Budibase’s Forgot Password endpoint lacks any form of request throttling or abuse prevention. As a result, an unauthenticated attacker can repeatedly submit reset requests for the same e‑mail address, causing the system to send an excessive number of password‑reset emails. The volume of messages can overwhelm user inboxes, trigger spam filters, and create a denial‑of‑service against the affected user’s mail account. This constitutes a business‑logic weakness that can lead to user harassment and reputational damage for the platform provider.

All users running Budibase before the 3.23.25 release are affected, regardless of deployment environment. The weakness resides in the open‑source low‑code platform’s API layer, making every publicly reachable instance vulnerable if it has the unpatched reset endpoint available. No specific platform segment is exempt; the exploit can be attempted by anyone with internet access.

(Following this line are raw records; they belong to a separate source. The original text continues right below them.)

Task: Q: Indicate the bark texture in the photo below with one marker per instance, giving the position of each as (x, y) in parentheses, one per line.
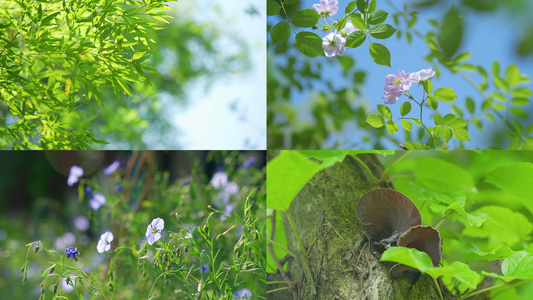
(340, 265)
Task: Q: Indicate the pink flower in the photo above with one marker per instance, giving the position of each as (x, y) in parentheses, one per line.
(333, 44)
(395, 85)
(326, 8)
(422, 75)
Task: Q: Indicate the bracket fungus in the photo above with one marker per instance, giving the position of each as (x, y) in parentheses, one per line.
(386, 214)
(389, 218)
(422, 238)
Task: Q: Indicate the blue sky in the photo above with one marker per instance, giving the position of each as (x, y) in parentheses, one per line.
(487, 36)
(231, 114)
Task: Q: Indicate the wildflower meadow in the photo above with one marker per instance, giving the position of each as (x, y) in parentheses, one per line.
(133, 225)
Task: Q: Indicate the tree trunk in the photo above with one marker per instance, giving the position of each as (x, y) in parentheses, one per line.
(340, 263)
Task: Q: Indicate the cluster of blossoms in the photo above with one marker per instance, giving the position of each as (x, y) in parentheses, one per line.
(333, 42)
(396, 85)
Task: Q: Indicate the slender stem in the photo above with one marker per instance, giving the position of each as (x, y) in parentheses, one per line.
(484, 290)
(287, 16)
(374, 180)
(438, 288)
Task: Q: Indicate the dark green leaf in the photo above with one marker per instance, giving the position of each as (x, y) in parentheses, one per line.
(377, 17)
(451, 33)
(355, 39)
(280, 32)
(445, 94)
(309, 44)
(433, 102)
(375, 120)
(380, 54)
(382, 31)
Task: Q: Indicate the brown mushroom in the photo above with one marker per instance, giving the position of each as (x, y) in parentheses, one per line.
(425, 239)
(422, 238)
(386, 214)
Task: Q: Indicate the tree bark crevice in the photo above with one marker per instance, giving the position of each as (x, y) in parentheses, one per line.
(340, 263)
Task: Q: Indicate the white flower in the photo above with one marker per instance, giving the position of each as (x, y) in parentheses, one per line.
(333, 44)
(422, 75)
(75, 173)
(153, 232)
(104, 244)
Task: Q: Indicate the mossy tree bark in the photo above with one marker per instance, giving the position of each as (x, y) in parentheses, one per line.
(340, 265)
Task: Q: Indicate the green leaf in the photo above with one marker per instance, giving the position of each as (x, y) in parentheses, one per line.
(380, 54)
(518, 266)
(383, 31)
(358, 22)
(470, 218)
(288, 173)
(375, 120)
(513, 75)
(408, 256)
(350, 7)
(451, 33)
(518, 111)
(501, 252)
(273, 8)
(406, 125)
(328, 158)
(405, 108)
(461, 134)
(355, 39)
(520, 101)
(428, 86)
(309, 44)
(377, 17)
(441, 176)
(445, 94)
(392, 127)
(305, 18)
(522, 92)
(506, 226)
(384, 111)
(280, 32)
(433, 102)
(470, 105)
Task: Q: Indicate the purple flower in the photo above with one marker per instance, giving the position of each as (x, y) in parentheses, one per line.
(326, 8)
(71, 252)
(75, 174)
(219, 179)
(104, 244)
(395, 85)
(250, 162)
(242, 294)
(81, 223)
(333, 44)
(97, 201)
(422, 75)
(88, 190)
(227, 211)
(112, 168)
(153, 232)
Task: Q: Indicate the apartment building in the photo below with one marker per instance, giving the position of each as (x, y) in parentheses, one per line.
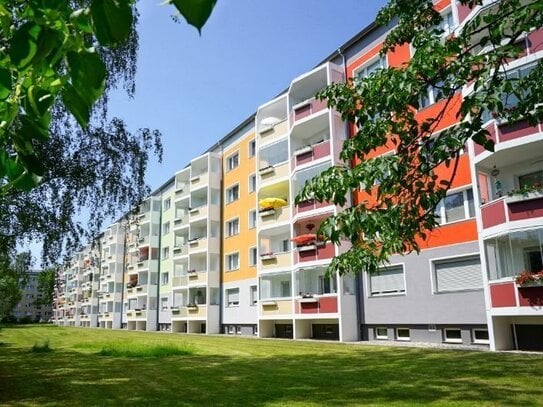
(28, 309)
(222, 248)
(239, 250)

The CVSS base score of 5.3 places the issue in the medium‑severity range, reflecting moderate impact on availability. No EPSS score is available, and the vulnerability is not listed in the CISA KEV catalog, suggesting that widespread exploitation has not yet been observed. Nevertheless, the absence of authentication requirements and the lack of rate‑limiting make the attack trivial once the target is known. A potential attacker can issue repeated requests in a loop, causing rapid email flooding without needing any further prerequisites.